Description
Code Sample, a copy-pastable example if possible
pwd
/home/guy/tmp
echo -e '{"a": 1, "b": 2}\n{"a": 3, "b": 4}' > test.json
cat test.json
{"a": 1, "b": 2}
{"a": 3, "b": 4}
# Your code here
[ins] In [74]: ospath = '/home/guy/tmp/test.json'
[ins] In [75]: fileurl = 'file://localhost/home/guy/tmp/test.json'
[nav] In [76]: import pandas as pd
[ins] In [77]: pd.read_json(ospath, lines=True)
Out[77]:
a b
0 1 2
1 3 4
[ins] In [78]: pd.read_json(fileurl, lines=True)
Out[78]:
a b
0 1 2
1 3 4
[ins] In [79]: reader = pd.read_json(ospath, lines=True, chunksize=1)

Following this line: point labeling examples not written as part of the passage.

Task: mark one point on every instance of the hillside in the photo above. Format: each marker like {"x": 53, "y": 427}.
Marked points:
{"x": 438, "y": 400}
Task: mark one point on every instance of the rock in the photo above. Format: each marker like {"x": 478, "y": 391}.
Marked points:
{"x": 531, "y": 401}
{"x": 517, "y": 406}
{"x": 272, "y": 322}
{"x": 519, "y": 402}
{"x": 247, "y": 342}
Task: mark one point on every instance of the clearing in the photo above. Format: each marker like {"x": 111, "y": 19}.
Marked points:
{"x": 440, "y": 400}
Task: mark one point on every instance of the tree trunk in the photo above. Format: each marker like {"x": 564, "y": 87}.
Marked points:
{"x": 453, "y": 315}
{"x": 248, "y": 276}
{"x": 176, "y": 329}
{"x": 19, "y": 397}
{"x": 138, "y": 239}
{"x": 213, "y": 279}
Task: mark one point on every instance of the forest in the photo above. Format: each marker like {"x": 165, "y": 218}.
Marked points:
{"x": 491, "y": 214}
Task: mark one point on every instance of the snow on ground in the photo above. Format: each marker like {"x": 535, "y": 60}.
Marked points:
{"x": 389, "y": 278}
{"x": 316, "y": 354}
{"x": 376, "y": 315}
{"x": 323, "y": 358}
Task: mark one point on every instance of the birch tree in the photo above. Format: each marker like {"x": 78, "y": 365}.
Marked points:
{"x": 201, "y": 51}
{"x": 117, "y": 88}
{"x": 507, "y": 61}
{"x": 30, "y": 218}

[ins] In [80]: for chunk in reader:
...: print(chunk)
...:
a b
0 1 2
a b
1 3 4
[ins] In [81]: reader = pd.read_json(fileurl, lines=True, chunksize=1)
Problem description
Create a very simple two-line JSON file. Specify the location of the file two ways - using an OS path, and using a file URL. Both allow read_json() to read the JSON when read in one go. If using chunksize to create a reader, only the OS path specifier works. Trying to use the file path specifier produces a TypeError: sequence item 0: expected str instance, bytes found
The read_json doc says:
path_or_buf : a valid JSON string or file-like, default: None
The string could be a URL. Valid URL schemes include http, ftp, s3,
gcs, and file. For file URLs, a host is expected. For instance, a local
file could be file://localhost/path/to/table.json
This leads to the expectation that a file URL should behave the same as a simple OS path under all use cases.
I think this is the root cause of the problem described under issue #27022
# output when using fileurl:
TypeError Traceback (most recent call last)
<ipython-input-82-605ab8a466fd> in <module>
----> 1 for chunk in reader:
2 print(chunk)
3
~/anaconda3/envs/test_latest_pandas_json/lib/python3.7/site-packages/pandas/io/json/json.py in __next__(self)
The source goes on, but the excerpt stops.